Click on icons for more stories

 

Wednesday 31 August 2005 (26 Rajab 1426)

 
56 Die in US Bombing of Iraq Terrorist Hide-Outs
Agencies
 

BAGHDAD, 31 August 2005 — At least 56 people were killed in multiple US airstrikes in Iraq against suspected Al-Qaeda hide-outs near the Syrian border at dawn yesterday, an Iraqi security source said.

The attacks, the second such raid in less than a week, came as Sunni Arabs, believed to be the backbone of the raging insurgency, were seeking alliances to defeat Iraq’s newly drafted constitution.

“At least 56 people were killed in the airstrikes carried out by US forces near Qaim close to the Syrian border,” the security source told AFP. The US military said it had no exact numbers of casualties.

“There was a total of three strikes targeting terrorist safe houses... Abu Islam (a reported Al-Qaeda operative) and several associates are believed killed,” a US military spokesman said in Baghdad.

He said a total of eight bombs were dropped in three airstrikes on suspected Al-Qaeda hide-outs, including a safe house where Abu Islam and several associates were holed up. Abu Islam and several associates were believed killed in the strikes around Karabila near Qaim, 450 km west of Baghdad, he said.
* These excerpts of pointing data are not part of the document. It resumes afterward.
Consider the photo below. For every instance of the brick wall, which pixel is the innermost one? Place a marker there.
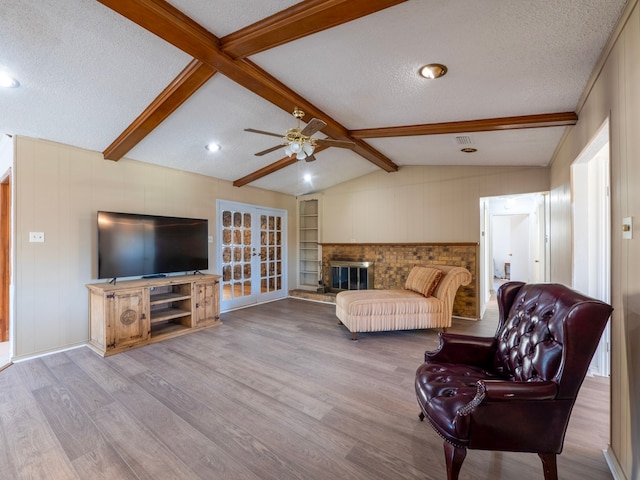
(393, 261)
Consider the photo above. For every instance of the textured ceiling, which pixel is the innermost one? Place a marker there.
(86, 73)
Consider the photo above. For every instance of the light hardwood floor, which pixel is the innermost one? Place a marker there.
(276, 392)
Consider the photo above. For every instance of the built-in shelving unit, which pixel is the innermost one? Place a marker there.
(138, 312)
(308, 239)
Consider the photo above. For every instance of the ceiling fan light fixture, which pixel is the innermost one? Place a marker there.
(433, 71)
(308, 148)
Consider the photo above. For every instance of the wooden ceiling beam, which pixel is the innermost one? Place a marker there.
(165, 21)
(179, 90)
(300, 20)
(466, 126)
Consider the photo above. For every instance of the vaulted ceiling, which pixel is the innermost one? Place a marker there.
(156, 81)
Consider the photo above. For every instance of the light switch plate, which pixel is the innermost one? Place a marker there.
(36, 237)
(627, 228)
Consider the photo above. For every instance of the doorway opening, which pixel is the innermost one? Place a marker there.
(513, 241)
(590, 189)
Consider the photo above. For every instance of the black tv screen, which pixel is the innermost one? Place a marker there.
(133, 244)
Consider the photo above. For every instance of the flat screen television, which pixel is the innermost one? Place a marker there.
(145, 245)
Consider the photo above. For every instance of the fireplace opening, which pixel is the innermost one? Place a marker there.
(350, 275)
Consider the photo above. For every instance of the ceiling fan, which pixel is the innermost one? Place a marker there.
(299, 142)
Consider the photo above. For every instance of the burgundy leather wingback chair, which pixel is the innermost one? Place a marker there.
(514, 391)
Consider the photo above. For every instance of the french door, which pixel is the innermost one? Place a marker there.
(252, 253)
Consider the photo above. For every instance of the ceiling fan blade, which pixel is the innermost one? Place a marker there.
(253, 130)
(329, 142)
(269, 150)
(312, 127)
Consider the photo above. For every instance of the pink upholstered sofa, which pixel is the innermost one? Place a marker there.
(425, 302)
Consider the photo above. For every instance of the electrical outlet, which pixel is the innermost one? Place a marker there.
(36, 237)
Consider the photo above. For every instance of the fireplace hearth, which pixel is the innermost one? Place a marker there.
(350, 275)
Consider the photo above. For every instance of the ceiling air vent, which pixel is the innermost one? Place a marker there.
(464, 140)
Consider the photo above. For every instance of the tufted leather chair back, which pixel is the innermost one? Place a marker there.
(538, 322)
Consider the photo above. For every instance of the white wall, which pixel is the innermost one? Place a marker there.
(6, 153)
(420, 204)
(58, 190)
(615, 94)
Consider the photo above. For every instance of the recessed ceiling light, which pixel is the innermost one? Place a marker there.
(433, 70)
(8, 82)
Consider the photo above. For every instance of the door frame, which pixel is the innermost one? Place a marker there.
(256, 296)
(591, 221)
(539, 258)
(5, 255)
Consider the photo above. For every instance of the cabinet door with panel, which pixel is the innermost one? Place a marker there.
(127, 318)
(207, 310)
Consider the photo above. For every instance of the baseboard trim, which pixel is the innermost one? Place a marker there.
(614, 465)
(22, 358)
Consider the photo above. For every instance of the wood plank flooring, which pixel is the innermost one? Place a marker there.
(276, 392)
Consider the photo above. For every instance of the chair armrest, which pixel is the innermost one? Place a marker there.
(464, 349)
(497, 390)
(509, 391)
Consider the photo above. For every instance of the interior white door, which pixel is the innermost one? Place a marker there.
(251, 253)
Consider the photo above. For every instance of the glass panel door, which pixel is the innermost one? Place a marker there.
(252, 254)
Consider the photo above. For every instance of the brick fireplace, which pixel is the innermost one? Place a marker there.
(350, 275)
(393, 262)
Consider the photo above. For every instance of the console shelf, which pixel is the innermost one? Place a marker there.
(133, 313)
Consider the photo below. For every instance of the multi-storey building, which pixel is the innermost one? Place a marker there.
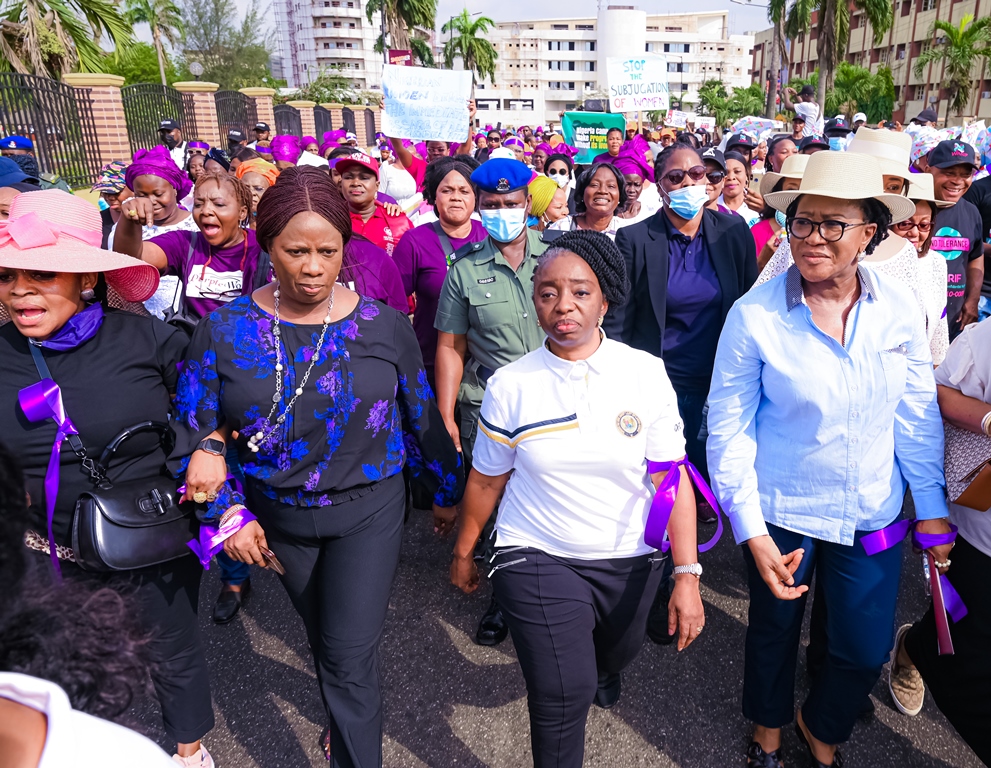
(548, 66)
(901, 45)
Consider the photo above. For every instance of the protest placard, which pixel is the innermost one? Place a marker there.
(424, 104)
(586, 131)
(639, 83)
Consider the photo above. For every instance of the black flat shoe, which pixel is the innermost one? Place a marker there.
(229, 602)
(607, 694)
(492, 629)
(758, 758)
(813, 762)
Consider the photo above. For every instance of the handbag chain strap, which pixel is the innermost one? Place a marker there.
(97, 473)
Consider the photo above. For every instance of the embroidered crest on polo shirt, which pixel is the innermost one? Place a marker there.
(629, 423)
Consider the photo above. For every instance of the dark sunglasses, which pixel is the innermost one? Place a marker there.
(677, 176)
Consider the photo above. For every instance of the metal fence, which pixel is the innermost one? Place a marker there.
(321, 121)
(147, 104)
(288, 121)
(235, 111)
(60, 125)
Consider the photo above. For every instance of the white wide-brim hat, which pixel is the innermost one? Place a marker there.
(844, 176)
(54, 231)
(891, 149)
(792, 168)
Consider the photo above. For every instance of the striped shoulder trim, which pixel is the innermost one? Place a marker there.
(514, 438)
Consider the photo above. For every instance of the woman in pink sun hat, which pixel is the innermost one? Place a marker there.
(53, 282)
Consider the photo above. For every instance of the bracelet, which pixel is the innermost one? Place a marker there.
(230, 513)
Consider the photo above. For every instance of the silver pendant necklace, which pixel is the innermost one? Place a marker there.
(256, 440)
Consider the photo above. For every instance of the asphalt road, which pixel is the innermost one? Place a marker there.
(449, 702)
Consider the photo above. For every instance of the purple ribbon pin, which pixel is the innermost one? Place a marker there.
(664, 498)
(39, 402)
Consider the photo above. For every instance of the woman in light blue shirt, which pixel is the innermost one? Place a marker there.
(822, 409)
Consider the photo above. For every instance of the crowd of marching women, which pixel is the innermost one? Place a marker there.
(268, 354)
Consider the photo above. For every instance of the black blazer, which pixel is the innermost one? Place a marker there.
(640, 322)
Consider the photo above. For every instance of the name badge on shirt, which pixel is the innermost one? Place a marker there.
(628, 423)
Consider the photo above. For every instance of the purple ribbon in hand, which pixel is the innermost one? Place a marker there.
(945, 597)
(39, 402)
(664, 498)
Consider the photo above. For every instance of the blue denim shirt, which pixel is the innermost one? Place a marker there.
(817, 437)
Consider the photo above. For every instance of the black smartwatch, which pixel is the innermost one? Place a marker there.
(216, 447)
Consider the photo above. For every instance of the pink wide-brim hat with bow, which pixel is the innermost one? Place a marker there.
(54, 231)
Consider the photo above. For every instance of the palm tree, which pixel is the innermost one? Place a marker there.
(833, 25)
(469, 43)
(959, 48)
(54, 37)
(165, 20)
(401, 18)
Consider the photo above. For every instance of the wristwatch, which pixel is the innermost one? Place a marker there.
(693, 568)
(216, 447)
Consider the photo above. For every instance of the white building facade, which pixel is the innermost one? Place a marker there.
(549, 66)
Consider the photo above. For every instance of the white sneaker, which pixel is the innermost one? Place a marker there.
(199, 759)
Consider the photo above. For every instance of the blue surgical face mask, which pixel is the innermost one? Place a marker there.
(688, 201)
(504, 224)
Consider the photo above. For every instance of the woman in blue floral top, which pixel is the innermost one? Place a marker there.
(324, 395)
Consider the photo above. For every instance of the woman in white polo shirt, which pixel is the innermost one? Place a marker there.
(565, 437)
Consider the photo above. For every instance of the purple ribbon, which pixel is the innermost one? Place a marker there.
(664, 498)
(952, 603)
(212, 538)
(39, 402)
(79, 329)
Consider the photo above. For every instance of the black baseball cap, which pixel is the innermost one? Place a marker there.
(813, 141)
(715, 156)
(741, 140)
(946, 154)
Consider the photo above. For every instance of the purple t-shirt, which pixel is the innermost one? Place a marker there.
(373, 274)
(211, 277)
(422, 266)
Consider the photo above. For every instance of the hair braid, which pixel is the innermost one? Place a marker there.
(602, 256)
On Friday the US military launched similar strikes against another suspected Al-Qaeda hide-out in the restive Al-Anbar province. Around 50 militants associated with Al-Qaeda front man in Iraq, Abu Musab Al-Zarqawi, were in a safe house in the border town of Husaybah at the time, it said but did not provide details of casualties.
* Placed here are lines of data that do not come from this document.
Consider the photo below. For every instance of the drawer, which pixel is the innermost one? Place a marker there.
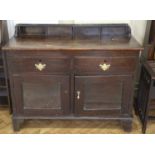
(39, 64)
(101, 64)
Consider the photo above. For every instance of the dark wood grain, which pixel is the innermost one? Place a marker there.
(72, 65)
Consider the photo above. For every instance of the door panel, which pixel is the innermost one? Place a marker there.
(42, 95)
(102, 95)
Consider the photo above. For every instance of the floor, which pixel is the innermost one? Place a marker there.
(69, 127)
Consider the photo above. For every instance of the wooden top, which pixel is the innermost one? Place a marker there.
(56, 44)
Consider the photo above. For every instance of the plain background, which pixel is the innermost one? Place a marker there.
(82, 10)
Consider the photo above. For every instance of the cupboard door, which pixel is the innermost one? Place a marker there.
(103, 95)
(41, 95)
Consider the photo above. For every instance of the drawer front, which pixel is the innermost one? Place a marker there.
(39, 64)
(102, 65)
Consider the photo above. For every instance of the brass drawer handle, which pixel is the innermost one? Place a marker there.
(78, 95)
(40, 66)
(104, 66)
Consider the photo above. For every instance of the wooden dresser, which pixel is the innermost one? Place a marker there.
(72, 72)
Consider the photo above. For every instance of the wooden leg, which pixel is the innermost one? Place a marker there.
(127, 125)
(17, 124)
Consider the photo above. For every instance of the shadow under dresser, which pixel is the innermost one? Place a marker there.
(72, 72)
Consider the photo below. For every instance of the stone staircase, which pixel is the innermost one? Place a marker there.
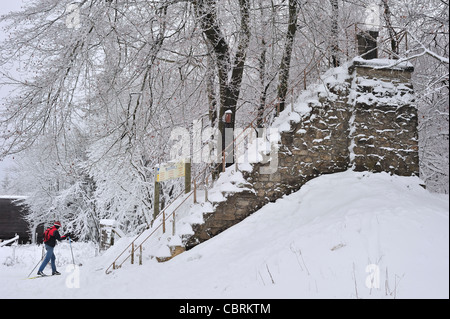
(361, 117)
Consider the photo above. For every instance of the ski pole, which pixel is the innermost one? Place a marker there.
(42, 258)
(70, 244)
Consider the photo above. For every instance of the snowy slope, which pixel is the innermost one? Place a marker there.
(336, 237)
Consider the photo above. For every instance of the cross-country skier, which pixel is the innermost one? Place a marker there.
(51, 235)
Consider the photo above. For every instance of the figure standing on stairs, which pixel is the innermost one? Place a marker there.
(51, 235)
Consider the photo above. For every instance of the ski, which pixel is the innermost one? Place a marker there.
(35, 277)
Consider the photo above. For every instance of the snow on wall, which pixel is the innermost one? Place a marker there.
(360, 116)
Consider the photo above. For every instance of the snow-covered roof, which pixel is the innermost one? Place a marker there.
(383, 63)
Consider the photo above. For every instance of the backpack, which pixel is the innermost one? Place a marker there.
(48, 233)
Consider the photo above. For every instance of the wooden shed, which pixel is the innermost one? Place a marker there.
(12, 220)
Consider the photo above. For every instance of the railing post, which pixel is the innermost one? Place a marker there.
(206, 189)
(187, 176)
(195, 191)
(173, 224)
(164, 221)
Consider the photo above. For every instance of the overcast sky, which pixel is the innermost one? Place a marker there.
(5, 7)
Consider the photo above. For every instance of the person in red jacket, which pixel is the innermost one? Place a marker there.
(51, 235)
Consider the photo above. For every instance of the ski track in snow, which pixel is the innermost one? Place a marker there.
(315, 243)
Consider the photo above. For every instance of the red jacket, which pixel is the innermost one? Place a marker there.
(51, 235)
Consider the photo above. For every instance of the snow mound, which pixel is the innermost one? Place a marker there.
(344, 235)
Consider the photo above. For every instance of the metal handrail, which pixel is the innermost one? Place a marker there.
(268, 109)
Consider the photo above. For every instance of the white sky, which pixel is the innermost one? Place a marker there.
(5, 7)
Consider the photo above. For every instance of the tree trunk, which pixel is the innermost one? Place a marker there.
(392, 33)
(286, 59)
(229, 86)
(334, 33)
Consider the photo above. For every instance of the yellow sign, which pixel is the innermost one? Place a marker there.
(170, 171)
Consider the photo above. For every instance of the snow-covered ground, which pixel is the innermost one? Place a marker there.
(345, 235)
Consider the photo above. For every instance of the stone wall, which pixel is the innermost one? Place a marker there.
(367, 122)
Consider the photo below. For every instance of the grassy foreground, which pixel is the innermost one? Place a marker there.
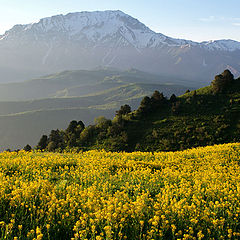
(193, 194)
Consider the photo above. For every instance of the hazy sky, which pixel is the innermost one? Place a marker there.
(197, 20)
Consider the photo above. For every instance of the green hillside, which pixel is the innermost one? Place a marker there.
(78, 83)
(90, 93)
(207, 116)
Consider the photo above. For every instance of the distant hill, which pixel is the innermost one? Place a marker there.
(83, 82)
(86, 40)
(207, 116)
(32, 108)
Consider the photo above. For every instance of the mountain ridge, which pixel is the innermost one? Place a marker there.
(68, 24)
(86, 40)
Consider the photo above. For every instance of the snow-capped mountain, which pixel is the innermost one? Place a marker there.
(108, 38)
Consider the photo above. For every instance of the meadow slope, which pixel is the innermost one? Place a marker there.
(192, 194)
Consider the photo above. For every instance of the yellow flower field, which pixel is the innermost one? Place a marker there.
(193, 194)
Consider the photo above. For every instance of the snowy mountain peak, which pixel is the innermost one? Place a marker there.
(107, 27)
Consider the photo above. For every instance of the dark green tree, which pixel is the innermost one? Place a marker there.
(125, 109)
(222, 82)
(43, 142)
(27, 148)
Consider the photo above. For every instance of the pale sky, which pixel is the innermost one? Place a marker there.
(197, 20)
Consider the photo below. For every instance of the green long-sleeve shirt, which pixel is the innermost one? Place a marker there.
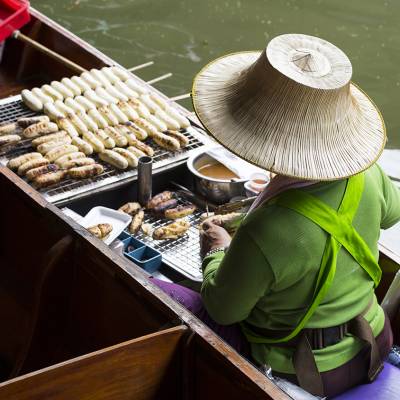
(267, 276)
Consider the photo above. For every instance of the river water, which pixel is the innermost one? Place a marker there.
(180, 36)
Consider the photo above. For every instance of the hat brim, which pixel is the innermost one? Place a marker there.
(316, 159)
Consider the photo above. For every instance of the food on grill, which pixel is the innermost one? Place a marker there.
(130, 157)
(137, 222)
(60, 151)
(101, 231)
(24, 122)
(69, 156)
(44, 169)
(168, 120)
(97, 118)
(126, 90)
(122, 118)
(61, 88)
(83, 145)
(85, 171)
(90, 80)
(49, 179)
(9, 128)
(107, 141)
(159, 198)
(167, 142)
(52, 111)
(180, 211)
(182, 139)
(41, 128)
(136, 152)
(83, 86)
(94, 141)
(85, 103)
(25, 167)
(31, 101)
(94, 98)
(9, 139)
(160, 209)
(172, 231)
(160, 125)
(18, 161)
(113, 158)
(77, 162)
(130, 208)
(44, 148)
(119, 139)
(71, 86)
(44, 98)
(139, 133)
(108, 115)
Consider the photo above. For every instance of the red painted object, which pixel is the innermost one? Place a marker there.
(13, 15)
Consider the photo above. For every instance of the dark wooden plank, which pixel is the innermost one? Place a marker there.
(140, 369)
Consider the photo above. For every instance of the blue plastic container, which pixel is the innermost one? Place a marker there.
(146, 258)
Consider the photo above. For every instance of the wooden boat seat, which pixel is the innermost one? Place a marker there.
(385, 387)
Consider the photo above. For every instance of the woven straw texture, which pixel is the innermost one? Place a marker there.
(291, 109)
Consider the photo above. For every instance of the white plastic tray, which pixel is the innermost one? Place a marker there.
(104, 215)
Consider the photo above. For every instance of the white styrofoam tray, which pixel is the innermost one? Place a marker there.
(103, 215)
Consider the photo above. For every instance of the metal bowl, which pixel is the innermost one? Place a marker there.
(218, 191)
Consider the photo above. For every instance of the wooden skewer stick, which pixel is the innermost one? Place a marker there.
(181, 97)
(160, 78)
(140, 66)
(70, 64)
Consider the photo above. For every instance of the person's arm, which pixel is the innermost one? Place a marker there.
(233, 283)
(391, 193)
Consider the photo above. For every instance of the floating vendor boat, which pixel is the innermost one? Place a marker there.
(79, 320)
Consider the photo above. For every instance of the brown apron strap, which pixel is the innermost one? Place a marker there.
(360, 328)
(306, 369)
Meanwhile, disenchanted Sunni Arabs reached out across the sectarian divide to seek alliances with any ethnic or religious groups opposed to the newly drafted constitution.

After staging demonstrations on Monday, Sunni leaders said they were opening talks with the movement of Shiite cleric Moqtada Sadr and preparing a national conference to generate public support for defeating the charter in a mid-October referendum.

“We would like to cooperate with Moqtada Sadr and very soon we will start negotiations with him,” Saleh Al-Mutlaq, a top Sunni negotiator, said.

Sadr, who rejects any constitution drafted under the US-led occupation, enjoys widespread support among poor urban Shiites and his militia led one of postwar Iraq’s fiercest rebellions against US-led forces last year. “It is not just about the Sunnis anymore. It is about all those who do not want Iraq to break up, including the Shiites,” Mutlaq said.

Yesterday, the US ambassador suggested there may be further changes to the draft constitution, saying he believed a “final, final draft” had not yet been presented.

“I believe that a final, final draft has not yet been, or the edits have not been, presented yet, so that is something that Iraqis will have to talk to each other and decide for themselves,” US Ambassador Zalmay Khalilzad told reporters.

The law says the version signed off by Parliament on Sunday cannot be amended. But Khalilzad said the door could be open for changes declared as “edits” to the approved text. There was no official comment from the Shiite parliamentary leadership whether it shared that opinion.